Assaf Gordon wrote:
Hello Sergei,
I'm experimenting with the clean-up scripts myself, so perhaps I can offer some information (the galaxy team is welcomed to correct me and/or explain better).
1. If you look at the output of your query, you'll notice that the "purged" field is 0 for all datasets (I assume 0 is "false" in MySQL). This means that the actual files where *not* purged (e.g. physically deleted) - at least not by the "purge_datasets.sh" or "cleanup_datasets.py -3" step. Since you did use "-r" parameter, it means those dataset were not picked-up as possible deletion candidates by this script.
2. (The following I found by reading the source code, it's not really well explained - so if I'm wrong - correct me). The "dataset" table has an "update_time" field, and this field is updated automatically whenever the dataset record changes. This means that when you run the first cleanup script and set the "deleted" flag to true, the update_time is updated to "now". When you run the next clean-up script and ask for anything that is older than 1 day ("-d 1"), it looks for the update_time older then one day - so it will *not* find the dataset that was just marked as "deleted" in the first step (because the update_time is "now"). Only if you run the next clean-up script tomorrow, that dataset will be deleted.
So, for example, running the following in succession: cleanup_datasets.py universe_wsgi.ini -d 1 -6 ( => delete datasets ) cleanup_datasets.py universe_wsgi.ini -d 1 -3 -r ( => purge datasets + delete physical files)
both run with "-d 1" - but by design, files from yesterday (1 day old) will not be physically deleted.

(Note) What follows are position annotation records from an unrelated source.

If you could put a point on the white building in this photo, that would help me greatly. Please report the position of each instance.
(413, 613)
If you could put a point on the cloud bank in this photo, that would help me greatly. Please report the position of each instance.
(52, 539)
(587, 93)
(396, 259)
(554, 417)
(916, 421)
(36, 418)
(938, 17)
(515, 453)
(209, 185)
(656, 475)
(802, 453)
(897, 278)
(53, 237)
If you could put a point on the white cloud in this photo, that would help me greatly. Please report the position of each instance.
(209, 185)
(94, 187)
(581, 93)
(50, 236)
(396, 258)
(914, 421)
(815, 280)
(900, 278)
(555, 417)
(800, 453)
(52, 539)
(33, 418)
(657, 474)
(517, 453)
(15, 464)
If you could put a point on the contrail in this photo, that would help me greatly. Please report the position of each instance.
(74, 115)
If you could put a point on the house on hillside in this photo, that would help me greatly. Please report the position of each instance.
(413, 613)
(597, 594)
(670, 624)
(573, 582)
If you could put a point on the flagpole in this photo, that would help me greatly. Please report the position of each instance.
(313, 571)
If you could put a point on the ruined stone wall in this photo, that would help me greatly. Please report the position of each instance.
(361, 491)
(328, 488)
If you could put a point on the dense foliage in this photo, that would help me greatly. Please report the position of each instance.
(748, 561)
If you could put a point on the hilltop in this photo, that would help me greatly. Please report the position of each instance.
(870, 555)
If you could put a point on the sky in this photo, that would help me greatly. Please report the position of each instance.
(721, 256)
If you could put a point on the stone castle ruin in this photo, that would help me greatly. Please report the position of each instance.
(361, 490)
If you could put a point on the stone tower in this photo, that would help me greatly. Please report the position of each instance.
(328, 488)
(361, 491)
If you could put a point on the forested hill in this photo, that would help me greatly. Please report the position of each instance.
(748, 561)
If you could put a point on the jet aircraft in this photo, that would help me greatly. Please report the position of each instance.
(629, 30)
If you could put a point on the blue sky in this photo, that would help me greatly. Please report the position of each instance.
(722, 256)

Files that the user deleted yesterday (1 day old) will be marked as "deleted", but their update_time will by "now". Only files that were marked as deleted yesterday will be deleted today (meaning: they are 2 days old).

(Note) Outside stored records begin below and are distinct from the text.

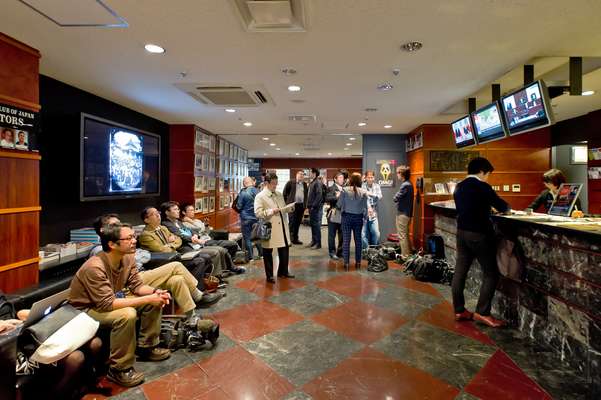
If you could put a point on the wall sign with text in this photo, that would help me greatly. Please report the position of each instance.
(18, 127)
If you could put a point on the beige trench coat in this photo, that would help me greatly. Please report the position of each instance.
(264, 203)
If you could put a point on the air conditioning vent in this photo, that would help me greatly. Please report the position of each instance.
(220, 95)
(302, 118)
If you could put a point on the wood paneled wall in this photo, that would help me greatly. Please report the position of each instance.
(20, 176)
(520, 159)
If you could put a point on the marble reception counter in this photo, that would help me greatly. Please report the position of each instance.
(558, 301)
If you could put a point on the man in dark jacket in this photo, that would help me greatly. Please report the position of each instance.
(315, 202)
(296, 191)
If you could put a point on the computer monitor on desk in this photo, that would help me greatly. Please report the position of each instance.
(566, 199)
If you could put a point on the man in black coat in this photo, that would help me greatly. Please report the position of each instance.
(296, 191)
(315, 202)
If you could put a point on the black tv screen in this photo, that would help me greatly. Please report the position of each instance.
(118, 161)
(527, 108)
(463, 132)
(488, 124)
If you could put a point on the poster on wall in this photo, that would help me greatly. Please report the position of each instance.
(18, 127)
(386, 170)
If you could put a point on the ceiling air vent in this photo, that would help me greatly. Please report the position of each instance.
(302, 118)
(227, 95)
(272, 15)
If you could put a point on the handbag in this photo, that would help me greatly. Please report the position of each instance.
(261, 230)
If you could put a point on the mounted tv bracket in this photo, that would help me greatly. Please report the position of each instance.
(575, 87)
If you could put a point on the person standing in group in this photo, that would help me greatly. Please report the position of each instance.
(474, 198)
(270, 206)
(353, 206)
(334, 217)
(246, 205)
(296, 192)
(404, 200)
(370, 235)
(315, 205)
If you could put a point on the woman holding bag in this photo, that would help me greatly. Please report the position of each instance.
(270, 206)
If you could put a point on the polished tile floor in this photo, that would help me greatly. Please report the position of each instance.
(331, 334)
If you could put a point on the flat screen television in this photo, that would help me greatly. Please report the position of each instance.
(118, 161)
(463, 132)
(488, 123)
(527, 108)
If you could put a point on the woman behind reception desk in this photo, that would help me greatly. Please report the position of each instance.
(552, 179)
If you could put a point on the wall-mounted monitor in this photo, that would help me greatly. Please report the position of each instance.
(527, 108)
(118, 161)
(488, 123)
(463, 132)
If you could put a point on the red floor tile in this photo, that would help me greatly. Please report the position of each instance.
(190, 382)
(352, 285)
(502, 379)
(369, 374)
(250, 321)
(443, 316)
(242, 376)
(263, 289)
(363, 322)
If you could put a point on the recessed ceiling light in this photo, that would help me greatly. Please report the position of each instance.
(411, 46)
(384, 87)
(153, 48)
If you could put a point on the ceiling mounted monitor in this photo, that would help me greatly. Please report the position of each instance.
(488, 123)
(527, 108)
(463, 132)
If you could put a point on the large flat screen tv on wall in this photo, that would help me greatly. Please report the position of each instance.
(463, 132)
(118, 161)
(488, 123)
(527, 108)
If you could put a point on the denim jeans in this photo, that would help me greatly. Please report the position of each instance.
(370, 235)
(315, 215)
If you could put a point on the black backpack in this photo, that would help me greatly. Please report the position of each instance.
(7, 310)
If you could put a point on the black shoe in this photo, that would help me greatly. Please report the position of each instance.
(209, 299)
(152, 354)
(128, 378)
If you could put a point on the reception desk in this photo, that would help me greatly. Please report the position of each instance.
(558, 301)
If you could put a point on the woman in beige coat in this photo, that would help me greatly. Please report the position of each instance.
(270, 206)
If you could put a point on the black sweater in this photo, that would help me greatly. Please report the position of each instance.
(473, 201)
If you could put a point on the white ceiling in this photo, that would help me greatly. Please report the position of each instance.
(350, 46)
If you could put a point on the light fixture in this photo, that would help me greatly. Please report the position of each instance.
(411, 46)
(385, 87)
(153, 48)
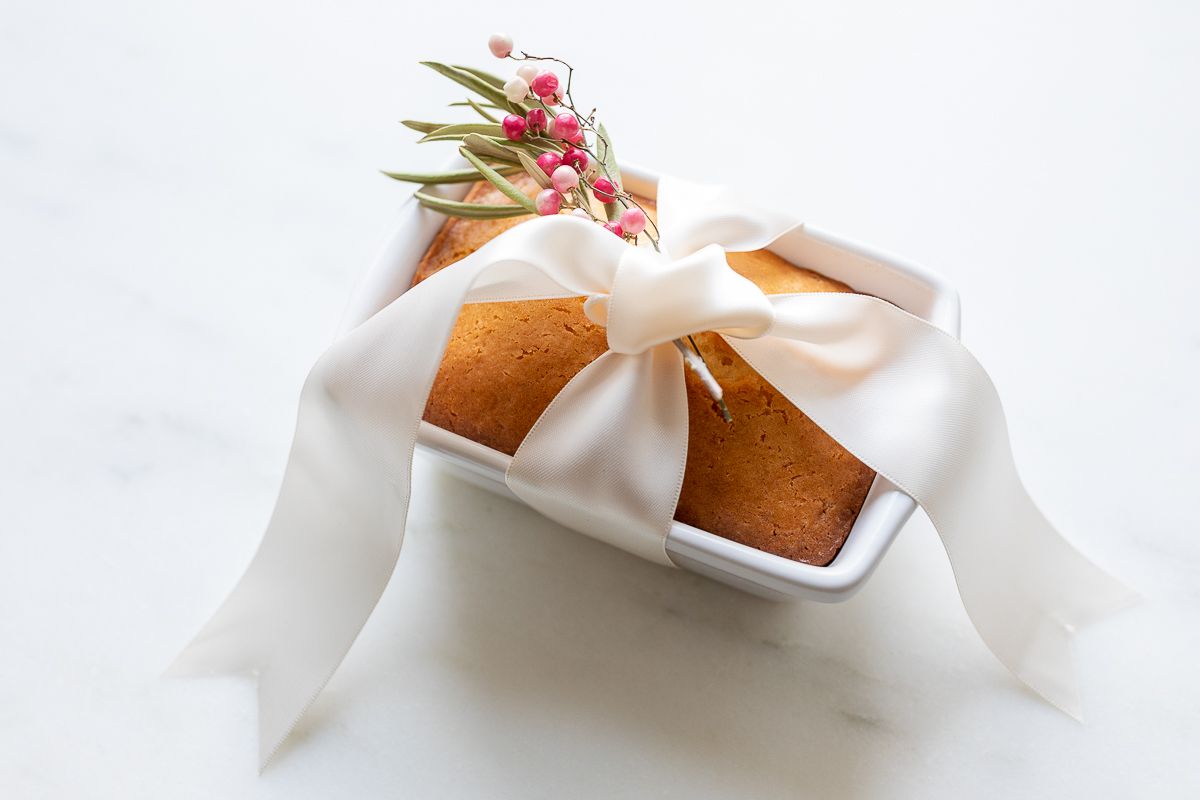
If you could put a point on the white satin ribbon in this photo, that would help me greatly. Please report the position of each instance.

To really delete files now, use "-d 0" with all the scripts. Since this is quite scary, the "-i" (info only) mode will show what what will be deleted (but that requires a recent version 5770:a5e0a5d3c0a1).
3. The file_size=NULL issue happen when a job fails - on some occasions (I couldn't pinpoint exactly when) galaxy does not pickup the fact the an output file was generated even if the job failed, and so you get "ghost" files which exist on the disk but are NULL in the database. The "discard" means the job was discarded (by the galaxy user?) - not that the dataset was deleted/purged by the clean-up scripts.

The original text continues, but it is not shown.